I've seen product teams that focus obsessively on the WCAG and checklists. And I've seen teams that push heavily towards user testing and research. Neither extreme works well on its own.

The teams that worship the process will certainly be efficient at ticking boxes. They'll follow standards to the letter, documenting everything. In the end though, there's no guarantee. They might create technically compliant products that still frustrate actual users with disabilities.

The audit becomes the goal rather than the means.

On the flip side, those teams that reject the process entirely and focus only on the users can miss perspectives.

There's simply no such thing as a representative sample of people with disabilities.
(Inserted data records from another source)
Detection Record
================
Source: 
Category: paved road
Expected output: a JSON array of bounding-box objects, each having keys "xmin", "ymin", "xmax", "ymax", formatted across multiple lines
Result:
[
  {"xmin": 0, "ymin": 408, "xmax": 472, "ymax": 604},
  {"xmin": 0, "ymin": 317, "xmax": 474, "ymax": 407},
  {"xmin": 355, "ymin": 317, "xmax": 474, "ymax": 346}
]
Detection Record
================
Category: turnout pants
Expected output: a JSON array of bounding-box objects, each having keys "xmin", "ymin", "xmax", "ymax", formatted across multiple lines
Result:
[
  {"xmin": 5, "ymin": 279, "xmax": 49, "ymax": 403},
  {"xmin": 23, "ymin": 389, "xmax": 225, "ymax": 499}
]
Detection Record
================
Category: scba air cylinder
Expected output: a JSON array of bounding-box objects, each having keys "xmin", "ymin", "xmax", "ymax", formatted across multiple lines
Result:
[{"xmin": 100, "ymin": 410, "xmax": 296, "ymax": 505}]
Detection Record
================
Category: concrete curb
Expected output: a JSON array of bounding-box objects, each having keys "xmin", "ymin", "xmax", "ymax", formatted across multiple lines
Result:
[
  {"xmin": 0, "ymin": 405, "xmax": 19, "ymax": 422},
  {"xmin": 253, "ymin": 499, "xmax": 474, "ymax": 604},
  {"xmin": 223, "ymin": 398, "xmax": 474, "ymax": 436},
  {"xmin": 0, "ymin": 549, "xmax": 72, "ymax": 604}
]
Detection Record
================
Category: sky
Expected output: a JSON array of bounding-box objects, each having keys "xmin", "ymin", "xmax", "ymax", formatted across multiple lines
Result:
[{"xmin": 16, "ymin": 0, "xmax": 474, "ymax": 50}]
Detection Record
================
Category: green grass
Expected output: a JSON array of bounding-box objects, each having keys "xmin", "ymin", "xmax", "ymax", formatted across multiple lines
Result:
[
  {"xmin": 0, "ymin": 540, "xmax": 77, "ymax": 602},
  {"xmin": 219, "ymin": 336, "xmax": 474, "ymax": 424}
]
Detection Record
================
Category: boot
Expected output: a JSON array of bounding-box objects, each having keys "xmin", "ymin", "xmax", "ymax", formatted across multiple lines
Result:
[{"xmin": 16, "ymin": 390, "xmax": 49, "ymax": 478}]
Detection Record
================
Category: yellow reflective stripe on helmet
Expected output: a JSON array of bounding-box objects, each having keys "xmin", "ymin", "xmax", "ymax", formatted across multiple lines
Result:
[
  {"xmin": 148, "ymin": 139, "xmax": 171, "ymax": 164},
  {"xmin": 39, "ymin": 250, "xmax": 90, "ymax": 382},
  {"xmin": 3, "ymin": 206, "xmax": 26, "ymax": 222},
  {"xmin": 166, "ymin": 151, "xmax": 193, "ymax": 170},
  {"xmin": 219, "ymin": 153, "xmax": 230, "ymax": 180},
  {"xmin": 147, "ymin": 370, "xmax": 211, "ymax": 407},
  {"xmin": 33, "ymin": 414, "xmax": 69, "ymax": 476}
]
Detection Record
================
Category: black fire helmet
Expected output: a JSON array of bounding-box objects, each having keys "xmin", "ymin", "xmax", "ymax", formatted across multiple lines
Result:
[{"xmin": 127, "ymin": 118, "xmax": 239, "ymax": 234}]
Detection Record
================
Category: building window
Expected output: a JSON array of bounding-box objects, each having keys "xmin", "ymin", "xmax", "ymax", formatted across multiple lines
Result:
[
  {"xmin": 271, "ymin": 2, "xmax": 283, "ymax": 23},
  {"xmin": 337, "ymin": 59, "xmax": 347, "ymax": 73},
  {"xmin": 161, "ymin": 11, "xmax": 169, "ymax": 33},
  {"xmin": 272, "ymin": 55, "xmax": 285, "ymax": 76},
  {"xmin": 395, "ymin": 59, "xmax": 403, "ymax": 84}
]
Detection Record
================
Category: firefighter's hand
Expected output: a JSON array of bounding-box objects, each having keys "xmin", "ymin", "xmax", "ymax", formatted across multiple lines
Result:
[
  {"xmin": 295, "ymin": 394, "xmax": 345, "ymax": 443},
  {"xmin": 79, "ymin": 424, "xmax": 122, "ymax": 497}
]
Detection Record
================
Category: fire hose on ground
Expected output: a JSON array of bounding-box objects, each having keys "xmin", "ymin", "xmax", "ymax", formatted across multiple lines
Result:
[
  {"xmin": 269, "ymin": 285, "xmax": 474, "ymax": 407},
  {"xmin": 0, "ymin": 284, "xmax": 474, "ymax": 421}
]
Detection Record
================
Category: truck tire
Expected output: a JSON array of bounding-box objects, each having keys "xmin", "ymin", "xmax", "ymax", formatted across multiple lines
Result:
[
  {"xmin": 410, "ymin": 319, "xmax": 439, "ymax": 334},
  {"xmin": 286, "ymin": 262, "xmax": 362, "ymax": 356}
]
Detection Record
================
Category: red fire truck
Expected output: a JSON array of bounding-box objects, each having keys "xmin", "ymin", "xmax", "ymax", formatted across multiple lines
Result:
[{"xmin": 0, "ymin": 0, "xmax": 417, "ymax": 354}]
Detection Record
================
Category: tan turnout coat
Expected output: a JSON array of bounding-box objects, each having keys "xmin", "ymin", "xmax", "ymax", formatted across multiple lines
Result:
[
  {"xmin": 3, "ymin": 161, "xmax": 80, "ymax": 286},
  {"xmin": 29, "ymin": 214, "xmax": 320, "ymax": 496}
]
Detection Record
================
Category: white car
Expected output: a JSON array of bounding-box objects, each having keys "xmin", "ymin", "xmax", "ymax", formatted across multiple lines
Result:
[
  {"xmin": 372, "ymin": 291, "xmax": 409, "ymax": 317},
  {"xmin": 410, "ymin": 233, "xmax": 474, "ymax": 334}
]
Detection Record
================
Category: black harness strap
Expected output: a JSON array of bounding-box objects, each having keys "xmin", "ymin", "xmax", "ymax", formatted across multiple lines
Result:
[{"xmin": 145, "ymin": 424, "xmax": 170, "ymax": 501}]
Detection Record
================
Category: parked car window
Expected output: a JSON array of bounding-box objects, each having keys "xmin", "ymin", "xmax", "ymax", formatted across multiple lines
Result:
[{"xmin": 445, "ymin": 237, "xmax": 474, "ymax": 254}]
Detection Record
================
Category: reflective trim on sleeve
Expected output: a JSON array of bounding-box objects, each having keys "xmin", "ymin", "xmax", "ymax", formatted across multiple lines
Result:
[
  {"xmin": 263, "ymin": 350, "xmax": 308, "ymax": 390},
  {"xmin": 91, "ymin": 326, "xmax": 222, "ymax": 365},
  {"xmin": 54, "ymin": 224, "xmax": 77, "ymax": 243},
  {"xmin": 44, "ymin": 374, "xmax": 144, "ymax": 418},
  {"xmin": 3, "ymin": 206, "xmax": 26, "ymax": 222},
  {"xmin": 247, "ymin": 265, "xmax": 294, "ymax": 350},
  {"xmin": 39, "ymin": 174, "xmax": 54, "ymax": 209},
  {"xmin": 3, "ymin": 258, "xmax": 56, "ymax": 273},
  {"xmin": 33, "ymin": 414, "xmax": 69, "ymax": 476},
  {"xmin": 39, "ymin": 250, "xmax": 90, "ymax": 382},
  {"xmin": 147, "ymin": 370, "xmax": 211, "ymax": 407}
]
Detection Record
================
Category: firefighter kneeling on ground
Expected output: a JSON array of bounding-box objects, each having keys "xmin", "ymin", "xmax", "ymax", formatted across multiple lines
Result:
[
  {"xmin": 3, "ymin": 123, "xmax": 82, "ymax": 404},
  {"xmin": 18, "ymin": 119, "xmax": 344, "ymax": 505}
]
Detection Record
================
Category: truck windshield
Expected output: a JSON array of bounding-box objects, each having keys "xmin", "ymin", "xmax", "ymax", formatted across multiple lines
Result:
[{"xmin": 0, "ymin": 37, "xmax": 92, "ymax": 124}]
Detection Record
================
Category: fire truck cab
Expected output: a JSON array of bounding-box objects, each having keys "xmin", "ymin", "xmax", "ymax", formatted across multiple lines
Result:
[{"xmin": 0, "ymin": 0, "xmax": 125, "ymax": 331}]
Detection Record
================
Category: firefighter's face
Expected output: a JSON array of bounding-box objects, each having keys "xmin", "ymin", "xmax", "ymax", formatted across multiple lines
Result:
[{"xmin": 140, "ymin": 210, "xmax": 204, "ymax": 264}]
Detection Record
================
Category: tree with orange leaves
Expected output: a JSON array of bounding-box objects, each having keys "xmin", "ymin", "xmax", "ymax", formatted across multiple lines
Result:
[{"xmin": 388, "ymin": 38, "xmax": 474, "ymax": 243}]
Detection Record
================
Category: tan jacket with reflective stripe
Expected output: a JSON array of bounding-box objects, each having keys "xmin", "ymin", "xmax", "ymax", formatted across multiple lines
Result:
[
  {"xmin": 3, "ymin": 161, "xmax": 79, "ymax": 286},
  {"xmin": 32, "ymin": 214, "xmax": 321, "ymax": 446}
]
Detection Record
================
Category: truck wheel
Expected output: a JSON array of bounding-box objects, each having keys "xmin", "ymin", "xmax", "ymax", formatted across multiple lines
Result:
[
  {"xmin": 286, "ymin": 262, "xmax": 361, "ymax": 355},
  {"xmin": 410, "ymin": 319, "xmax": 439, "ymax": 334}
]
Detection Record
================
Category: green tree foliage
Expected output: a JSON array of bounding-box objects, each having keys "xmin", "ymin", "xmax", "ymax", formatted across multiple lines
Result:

The users who can participate in your research sessions are just the tip of the iceberg. Your product will certainly work for them, but what about everyone else you haven't tested with?

There's a sweet spot.

It's somewhere in the middle.

Sure, use processes and standards as your foundation. But bring in real users to challenge your assumptions.

Let checklists guide you, but let people complete the process.

You'll create more accessible products when you respect both the process and the people. Neither alone is sufficient, but together they create something that just might work for everyone.

Yes, the sweet spot is in the middle and that's a vague idea. But that is on purpose. That middle will likely depend on your product, your team, your customers. Your middle will be different from my middle.

We can take a look at the whole picture and decide if what we need is more process, or more people.